A doctor two years earlier had detected a murmur and a marginally enlarged heart, but this seemed benign: Donna played sports, did tolerably well in school, and made her First Communion. Her appetite and color were normal, and her only sicknesses were the common cold and the flu.
Then, in the spring of 1950, Donna’s energy suddenly flagged. It was if some unseen enemy had sucked the life force out of her. Her knees ached and she could not walk three blocks without becoming exhausted. She had trouble breathing; once, while in the yard, she fainted dead away. The doctors in Hibbing sent her to University Hospital in Minneapolis, where a cardiologist performed a heart catheterization—and diagnosed a ventricular septal defect, a VSD. The cardiologist could do nothing for the girl except prescribe digitalis and place her on a low-salt diet.
Donna was hospitalized in Hibbing for a week that September, but she was much better when she was discharged on Thursday, September 14. She went to bed that Friday night excited about a birthday party she was to attend that weekend. Donna shared a bed with her younger sister Shirley, one of the Gliddens’ ten children, and they often drifted off to sleep with their arms around each other. Sleep came easily that night: the weather was still summery, and a warm breeze reached the girls through an open window.

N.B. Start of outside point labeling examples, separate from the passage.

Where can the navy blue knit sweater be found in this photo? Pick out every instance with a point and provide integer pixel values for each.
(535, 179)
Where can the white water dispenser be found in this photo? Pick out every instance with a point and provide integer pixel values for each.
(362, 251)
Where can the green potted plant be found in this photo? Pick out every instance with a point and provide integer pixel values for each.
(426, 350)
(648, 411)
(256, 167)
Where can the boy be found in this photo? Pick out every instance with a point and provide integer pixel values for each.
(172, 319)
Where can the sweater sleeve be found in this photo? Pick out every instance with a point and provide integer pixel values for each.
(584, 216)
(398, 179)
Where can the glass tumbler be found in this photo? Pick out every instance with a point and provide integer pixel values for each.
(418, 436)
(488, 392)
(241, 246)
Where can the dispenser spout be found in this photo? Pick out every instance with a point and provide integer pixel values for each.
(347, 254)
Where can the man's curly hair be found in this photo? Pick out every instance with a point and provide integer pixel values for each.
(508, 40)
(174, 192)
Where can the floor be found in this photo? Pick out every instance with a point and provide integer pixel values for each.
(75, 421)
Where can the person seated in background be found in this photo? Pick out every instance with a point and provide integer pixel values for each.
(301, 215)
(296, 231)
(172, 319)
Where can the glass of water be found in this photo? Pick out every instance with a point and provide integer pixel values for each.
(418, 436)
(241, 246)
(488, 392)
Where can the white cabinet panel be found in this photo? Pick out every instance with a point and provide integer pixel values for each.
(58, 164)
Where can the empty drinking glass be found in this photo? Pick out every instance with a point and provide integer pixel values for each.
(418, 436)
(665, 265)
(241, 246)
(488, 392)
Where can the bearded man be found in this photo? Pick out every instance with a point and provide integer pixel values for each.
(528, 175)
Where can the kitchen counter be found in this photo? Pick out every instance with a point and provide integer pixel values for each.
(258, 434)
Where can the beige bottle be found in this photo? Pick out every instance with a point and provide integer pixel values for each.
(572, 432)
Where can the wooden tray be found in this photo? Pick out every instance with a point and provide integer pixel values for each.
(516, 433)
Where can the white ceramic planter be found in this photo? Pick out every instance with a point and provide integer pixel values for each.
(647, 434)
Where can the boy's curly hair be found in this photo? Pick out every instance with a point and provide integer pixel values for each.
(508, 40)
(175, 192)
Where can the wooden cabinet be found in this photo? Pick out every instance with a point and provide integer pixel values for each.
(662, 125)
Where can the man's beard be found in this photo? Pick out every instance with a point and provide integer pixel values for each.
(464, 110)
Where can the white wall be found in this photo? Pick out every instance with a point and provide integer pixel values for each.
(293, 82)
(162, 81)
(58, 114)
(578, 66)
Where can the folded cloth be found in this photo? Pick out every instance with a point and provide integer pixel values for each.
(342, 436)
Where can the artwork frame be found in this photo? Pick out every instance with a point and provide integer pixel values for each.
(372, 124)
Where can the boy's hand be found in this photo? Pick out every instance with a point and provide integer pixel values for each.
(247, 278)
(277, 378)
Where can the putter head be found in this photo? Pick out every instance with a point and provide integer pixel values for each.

When she awoke the next morning, Shirley played in their bed with one of the kittens. She thought her sister was still asleep. Then their mother came into the room. Something about the way Donna was lying alarmed Frances Glidden.
Frances called to her husband.
Lyman touched Donna and knew immediately that she was dead.
Now, two summers later, Frances was again expecting a baby. Fall passed and it was an uncomplicated pregnancy, as LaDonnah’s had been.
Gregory Glidden was born on February 24, 1953. His color, cry, and appetite were all good. Just like his sister LaDonnah, he went home a healthy infant.